Their input into the country was in the past all the same.
There is no present without the past. If that wasn't for that past you would be unlikely to ever visit Poland and pretend you understand the country and the nation.
They retain the right to move back to Poland as Polish citizens though many boycott that right
Boycott?
According to Polish law, custom and tradition Poles are free to live wherever they can and they are still Poles.
why then should they have the right to vote? Why should they have the right to choose a government that governs other people and not themselves?
They retain that right for the exact reasons you stated - they can return any time they want and they have the right to cast their vote in the shaping of the country they may return to. Their right to vote in Polish elections is certainly stronger than the right the UK citizens usurped when they destroyed cultures in pretty much every corner of this planet, and, to a lesser degree still continue that now.
How would they truly know what will be the effect of their vote if they are not living in that country that is governed by the people they voted for?
Sometimes it takes a trip outside the home to fully see what it is and how it looks. Kinda like all those Brits who spent a couple years in Poland, speak hardly any Polish and then they consider themselves gurus on all thing Polish, no?
I don't think that it's ironic to have an opinion on the voting system in Poland because I have actually lived in Poland probably longer than a lot of Polonian Americans have. Therefore I would know the effects of what certain political parties would bring if they got into government. I would know that first-hand, rather than from second or third-hand information.
You know as much about what effect political parties have as anybody i the world who knows Poland or not - it's a guess.
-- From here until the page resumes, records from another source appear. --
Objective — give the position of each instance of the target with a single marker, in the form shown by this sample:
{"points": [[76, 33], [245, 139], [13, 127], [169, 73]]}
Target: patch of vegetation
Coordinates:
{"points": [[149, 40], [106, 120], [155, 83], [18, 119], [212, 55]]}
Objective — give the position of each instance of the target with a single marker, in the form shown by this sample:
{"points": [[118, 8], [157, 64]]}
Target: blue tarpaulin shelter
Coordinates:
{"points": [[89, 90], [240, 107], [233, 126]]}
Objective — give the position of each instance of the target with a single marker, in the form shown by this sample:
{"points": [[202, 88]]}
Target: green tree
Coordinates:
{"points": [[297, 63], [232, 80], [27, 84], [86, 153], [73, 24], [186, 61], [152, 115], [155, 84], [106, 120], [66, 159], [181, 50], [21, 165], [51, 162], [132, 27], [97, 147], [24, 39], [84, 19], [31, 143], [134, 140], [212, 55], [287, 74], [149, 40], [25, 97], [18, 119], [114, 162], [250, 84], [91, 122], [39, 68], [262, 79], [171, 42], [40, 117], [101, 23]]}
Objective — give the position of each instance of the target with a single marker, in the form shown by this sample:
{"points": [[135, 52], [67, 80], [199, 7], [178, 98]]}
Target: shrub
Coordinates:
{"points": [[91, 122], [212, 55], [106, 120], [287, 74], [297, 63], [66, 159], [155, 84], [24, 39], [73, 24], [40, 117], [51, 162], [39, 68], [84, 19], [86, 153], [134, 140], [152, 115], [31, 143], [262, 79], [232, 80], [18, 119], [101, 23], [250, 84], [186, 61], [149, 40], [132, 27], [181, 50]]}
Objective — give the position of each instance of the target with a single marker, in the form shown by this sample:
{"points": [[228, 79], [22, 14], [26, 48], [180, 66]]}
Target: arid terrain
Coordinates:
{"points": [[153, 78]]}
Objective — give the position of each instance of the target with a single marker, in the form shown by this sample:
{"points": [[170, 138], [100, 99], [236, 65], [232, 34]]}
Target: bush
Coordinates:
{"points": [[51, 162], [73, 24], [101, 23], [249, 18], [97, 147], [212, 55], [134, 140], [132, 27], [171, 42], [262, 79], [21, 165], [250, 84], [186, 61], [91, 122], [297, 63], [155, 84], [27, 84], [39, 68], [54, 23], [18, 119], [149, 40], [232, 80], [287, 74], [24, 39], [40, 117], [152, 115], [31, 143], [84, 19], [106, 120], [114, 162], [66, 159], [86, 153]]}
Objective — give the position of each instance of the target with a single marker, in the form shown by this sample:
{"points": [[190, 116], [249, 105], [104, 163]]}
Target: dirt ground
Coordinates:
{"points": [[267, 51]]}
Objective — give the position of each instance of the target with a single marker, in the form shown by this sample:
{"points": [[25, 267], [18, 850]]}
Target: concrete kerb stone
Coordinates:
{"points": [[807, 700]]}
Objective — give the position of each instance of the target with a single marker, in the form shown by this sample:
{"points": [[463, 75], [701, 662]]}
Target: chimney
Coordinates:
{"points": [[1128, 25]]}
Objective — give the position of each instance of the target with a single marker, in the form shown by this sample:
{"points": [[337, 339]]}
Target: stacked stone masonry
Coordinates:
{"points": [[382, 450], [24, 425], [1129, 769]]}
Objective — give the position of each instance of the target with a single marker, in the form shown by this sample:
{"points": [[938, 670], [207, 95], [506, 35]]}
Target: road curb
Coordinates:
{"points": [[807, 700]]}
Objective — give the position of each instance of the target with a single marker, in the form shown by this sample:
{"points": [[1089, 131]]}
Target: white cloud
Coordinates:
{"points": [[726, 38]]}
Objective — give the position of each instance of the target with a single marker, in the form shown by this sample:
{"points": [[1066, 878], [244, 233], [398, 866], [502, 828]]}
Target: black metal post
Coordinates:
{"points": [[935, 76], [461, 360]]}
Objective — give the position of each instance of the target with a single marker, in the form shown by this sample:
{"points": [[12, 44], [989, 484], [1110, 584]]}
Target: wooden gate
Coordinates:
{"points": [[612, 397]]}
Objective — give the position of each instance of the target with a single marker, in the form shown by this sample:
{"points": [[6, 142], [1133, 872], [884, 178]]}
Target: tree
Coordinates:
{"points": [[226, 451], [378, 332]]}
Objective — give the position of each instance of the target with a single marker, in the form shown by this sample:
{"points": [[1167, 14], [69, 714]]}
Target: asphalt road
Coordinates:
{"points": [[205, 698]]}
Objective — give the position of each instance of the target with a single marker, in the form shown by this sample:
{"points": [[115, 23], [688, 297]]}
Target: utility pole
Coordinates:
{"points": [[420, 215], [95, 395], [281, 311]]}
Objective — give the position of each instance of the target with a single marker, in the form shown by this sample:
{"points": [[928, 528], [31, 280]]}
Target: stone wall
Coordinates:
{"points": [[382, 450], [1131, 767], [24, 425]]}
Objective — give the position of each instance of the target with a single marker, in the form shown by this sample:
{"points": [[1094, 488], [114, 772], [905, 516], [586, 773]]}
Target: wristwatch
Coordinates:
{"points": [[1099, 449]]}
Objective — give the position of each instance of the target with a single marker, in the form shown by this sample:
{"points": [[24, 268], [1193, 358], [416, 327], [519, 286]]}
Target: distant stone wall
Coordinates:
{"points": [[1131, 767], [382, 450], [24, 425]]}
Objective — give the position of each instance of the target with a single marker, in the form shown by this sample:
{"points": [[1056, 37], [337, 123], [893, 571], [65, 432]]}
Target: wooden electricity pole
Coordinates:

Point is that if you want to vote in Poland, maybe it would be a good idea to actually go back and live in that country. Being a part-time Pole serves no purpose to anyone who lives in Poland.
And how would you know all Poles who live in Poland. How do you know in what degree they benefit (as they did in the past too) from those abroad? See, some of us send to Poland more than we would pay in taxes, should we live there.
Does that matter? It's still a political problem in the first place why that person is on welfare.
You started with the financial contribution to the country so it evidently matters to you. Those on welfare contribute nothing. A lot of those who live abroad actually pay, indirectly, for those welfare heroes in Poland.
And being a political subject that person has the right to vote, maybe if he does vote he could actually change something about his situation. That my friend is called Democracy
And I am certainly Poland's political subject. As a democratic country it does have a constitution and that constitution ensures that I can vote in Polish elections wherever I live and wherever there is a Polish voting booth. That constitution was voted for by democratically elected representatives of the nation. And that is democracy indeed.
For example?
Polish citizens who are property owners in Poland and thus do pay taxes there in one form or another. Plenty of those.
Since you are a specialist in Poland I'm sure you will have no trouble with this text in Polish describing the continuing aid by American Polonia, or, if you prefer Canadian Polonia.
wiadomosci24.pl/artykul/amerykanska_polonia_z_pomoca_dla_powodzian_w_polsce_141495.html
I'm sure you will find similar action by Polonia worldwide, including UK.
That is what being Polish is.
And yes, I did drive to Toronto to exercise my right as a Polish citizen and I cast my vote.